I’m working on implementing Chris Manning’s Hierarchical Bayesian Domain Adaptation (https://nlp.stanford.edu/pubs/hbda.pdf) in Pyro, and I’m having an issue with the gradient/loss returning nan.

The model (center image at the top of the 3rd page in the PDF) has a common normal distribution, and then a domain-specific normal distribution (who’s mean is sampled from the common distribution), and that distribution acts as a prior on the weights.

I’ve included my code below – if I don’t include the domain-specific prior and just use the common distribution as the prior on the weights, it runs fine. However, once I include the domain-specific prior, svi.step() returns nan, as a result of the gradients returning nan.
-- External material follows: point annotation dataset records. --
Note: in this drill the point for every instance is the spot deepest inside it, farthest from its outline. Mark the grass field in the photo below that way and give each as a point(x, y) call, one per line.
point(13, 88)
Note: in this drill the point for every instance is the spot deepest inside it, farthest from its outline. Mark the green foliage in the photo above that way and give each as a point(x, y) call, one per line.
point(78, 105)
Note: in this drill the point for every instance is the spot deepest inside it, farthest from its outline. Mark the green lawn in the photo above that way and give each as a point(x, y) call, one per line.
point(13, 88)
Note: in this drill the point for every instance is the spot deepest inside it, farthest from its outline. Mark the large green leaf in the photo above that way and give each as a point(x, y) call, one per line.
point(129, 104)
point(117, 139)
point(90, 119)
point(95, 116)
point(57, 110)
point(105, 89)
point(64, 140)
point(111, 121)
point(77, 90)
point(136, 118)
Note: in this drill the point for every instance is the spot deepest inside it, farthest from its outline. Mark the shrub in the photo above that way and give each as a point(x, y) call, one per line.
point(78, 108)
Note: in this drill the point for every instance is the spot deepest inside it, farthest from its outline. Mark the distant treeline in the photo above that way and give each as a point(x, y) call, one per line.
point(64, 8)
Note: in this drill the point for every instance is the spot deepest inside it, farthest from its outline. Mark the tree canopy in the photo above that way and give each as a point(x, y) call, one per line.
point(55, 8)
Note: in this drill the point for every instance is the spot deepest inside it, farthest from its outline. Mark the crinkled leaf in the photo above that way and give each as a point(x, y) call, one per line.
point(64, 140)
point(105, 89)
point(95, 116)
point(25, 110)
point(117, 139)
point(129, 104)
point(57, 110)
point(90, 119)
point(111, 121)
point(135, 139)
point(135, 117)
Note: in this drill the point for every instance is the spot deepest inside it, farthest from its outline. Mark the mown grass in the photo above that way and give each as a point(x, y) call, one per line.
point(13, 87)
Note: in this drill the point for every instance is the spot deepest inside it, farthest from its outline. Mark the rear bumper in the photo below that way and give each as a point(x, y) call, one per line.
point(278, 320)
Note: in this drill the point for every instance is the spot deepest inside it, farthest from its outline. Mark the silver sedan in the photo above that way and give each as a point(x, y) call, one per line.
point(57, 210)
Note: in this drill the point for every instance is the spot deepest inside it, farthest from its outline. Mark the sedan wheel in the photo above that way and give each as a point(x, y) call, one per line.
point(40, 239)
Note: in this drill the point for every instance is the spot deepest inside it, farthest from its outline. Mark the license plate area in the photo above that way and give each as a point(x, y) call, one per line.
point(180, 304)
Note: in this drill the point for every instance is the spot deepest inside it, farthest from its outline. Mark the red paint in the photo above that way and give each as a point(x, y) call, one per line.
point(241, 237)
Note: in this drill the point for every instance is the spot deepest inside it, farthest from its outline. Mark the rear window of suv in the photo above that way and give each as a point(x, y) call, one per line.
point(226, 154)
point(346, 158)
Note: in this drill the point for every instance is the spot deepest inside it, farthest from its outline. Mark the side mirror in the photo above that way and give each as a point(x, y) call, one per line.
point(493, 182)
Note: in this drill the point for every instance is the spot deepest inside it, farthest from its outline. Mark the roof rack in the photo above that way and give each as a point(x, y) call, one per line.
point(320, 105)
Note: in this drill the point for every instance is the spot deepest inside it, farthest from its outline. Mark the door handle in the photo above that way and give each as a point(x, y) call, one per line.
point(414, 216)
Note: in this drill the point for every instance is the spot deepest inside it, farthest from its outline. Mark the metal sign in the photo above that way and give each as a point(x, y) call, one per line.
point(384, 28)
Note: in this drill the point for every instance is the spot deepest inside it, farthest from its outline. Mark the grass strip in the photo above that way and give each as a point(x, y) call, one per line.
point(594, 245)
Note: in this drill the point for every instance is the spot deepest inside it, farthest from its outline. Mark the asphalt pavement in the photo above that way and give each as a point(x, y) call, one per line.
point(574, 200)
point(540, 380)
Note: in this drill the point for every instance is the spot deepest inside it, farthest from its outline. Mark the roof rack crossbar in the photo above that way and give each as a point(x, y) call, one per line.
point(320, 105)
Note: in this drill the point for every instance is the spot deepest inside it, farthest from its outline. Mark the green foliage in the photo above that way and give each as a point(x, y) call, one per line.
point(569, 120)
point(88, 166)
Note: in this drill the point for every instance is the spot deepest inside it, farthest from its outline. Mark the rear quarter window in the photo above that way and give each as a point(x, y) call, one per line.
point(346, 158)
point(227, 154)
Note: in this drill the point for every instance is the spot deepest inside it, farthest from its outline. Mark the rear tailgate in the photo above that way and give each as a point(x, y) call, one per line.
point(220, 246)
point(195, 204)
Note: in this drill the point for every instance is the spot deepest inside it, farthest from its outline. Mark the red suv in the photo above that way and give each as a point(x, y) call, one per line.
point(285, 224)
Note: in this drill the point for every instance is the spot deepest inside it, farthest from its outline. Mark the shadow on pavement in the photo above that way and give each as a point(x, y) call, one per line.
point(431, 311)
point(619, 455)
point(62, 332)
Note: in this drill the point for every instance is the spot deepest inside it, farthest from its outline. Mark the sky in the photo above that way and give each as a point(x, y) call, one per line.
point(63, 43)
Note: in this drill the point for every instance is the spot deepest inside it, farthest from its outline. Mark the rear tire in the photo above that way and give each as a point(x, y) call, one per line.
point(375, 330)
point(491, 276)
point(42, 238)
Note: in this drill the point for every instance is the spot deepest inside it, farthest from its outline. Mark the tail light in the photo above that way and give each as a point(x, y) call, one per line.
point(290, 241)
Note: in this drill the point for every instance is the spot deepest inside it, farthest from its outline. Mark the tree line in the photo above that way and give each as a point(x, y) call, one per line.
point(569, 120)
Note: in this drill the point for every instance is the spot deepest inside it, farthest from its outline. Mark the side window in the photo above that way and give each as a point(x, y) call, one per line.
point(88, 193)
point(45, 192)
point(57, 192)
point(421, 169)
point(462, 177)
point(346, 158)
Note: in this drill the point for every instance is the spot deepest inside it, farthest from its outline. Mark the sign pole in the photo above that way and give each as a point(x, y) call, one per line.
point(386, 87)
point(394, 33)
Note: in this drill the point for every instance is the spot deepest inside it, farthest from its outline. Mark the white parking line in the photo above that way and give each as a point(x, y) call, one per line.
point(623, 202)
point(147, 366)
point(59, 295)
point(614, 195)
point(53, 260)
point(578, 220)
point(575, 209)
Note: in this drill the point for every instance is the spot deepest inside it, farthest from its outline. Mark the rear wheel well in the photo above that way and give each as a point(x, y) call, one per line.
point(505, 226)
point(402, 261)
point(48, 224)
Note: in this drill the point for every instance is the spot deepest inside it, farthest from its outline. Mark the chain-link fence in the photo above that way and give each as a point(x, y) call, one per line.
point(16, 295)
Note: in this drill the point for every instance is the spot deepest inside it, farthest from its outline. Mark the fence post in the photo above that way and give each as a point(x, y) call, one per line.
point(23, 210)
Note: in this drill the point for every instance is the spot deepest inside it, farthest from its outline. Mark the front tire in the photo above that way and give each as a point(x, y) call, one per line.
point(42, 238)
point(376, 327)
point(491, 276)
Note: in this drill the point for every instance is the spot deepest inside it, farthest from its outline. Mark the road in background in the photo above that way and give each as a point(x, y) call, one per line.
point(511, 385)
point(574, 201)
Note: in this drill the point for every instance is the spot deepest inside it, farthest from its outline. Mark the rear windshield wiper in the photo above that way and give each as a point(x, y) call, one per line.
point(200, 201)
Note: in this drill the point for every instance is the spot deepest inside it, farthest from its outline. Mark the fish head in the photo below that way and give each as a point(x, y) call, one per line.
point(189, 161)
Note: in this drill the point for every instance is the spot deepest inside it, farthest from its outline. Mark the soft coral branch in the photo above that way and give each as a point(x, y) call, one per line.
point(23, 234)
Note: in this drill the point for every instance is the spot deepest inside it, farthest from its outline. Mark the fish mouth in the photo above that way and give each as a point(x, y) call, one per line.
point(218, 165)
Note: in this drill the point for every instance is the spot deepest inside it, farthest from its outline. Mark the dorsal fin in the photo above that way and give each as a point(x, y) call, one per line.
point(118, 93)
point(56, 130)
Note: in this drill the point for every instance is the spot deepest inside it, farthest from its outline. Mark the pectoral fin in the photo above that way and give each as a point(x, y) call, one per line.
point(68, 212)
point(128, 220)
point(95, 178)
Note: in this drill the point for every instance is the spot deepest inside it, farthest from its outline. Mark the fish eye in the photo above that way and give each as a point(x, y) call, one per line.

Additionally, if I don’t include any params in the common prior, and set all the variables to require_grad=False, it runs but returns garbage results. Any feedback would be appreciated as to what might be wrong.

def model(X, y, d):
    """
    X - the tensor of features, (minibatch_dim, feature_size)
    y - the tensor of labels, (minibatch_dim,)
    d - the domain (string)
    """
    w_mu_common, b_mu_common = Variable(torch.zeros(c, p)), Variable(torch.zeros(c))
    w_sigma_common, b_sigma_common = Variable(torch.zeros(c, p)), Variable(torch.zeros(c))

    w_mu_domain = pyro.sample(f'{d}_w_mu', dist.normal, w_mu_common, w_sigma_common)
    b_mu_domain = pyro.sample(f'{d}_b_mu', dist.normal, b_mu_common, b_sigma_common)

    w_sigma_domain = Variable(torch.ones(c, p))
    b_sigma_domain = Variable(torch.ones(c))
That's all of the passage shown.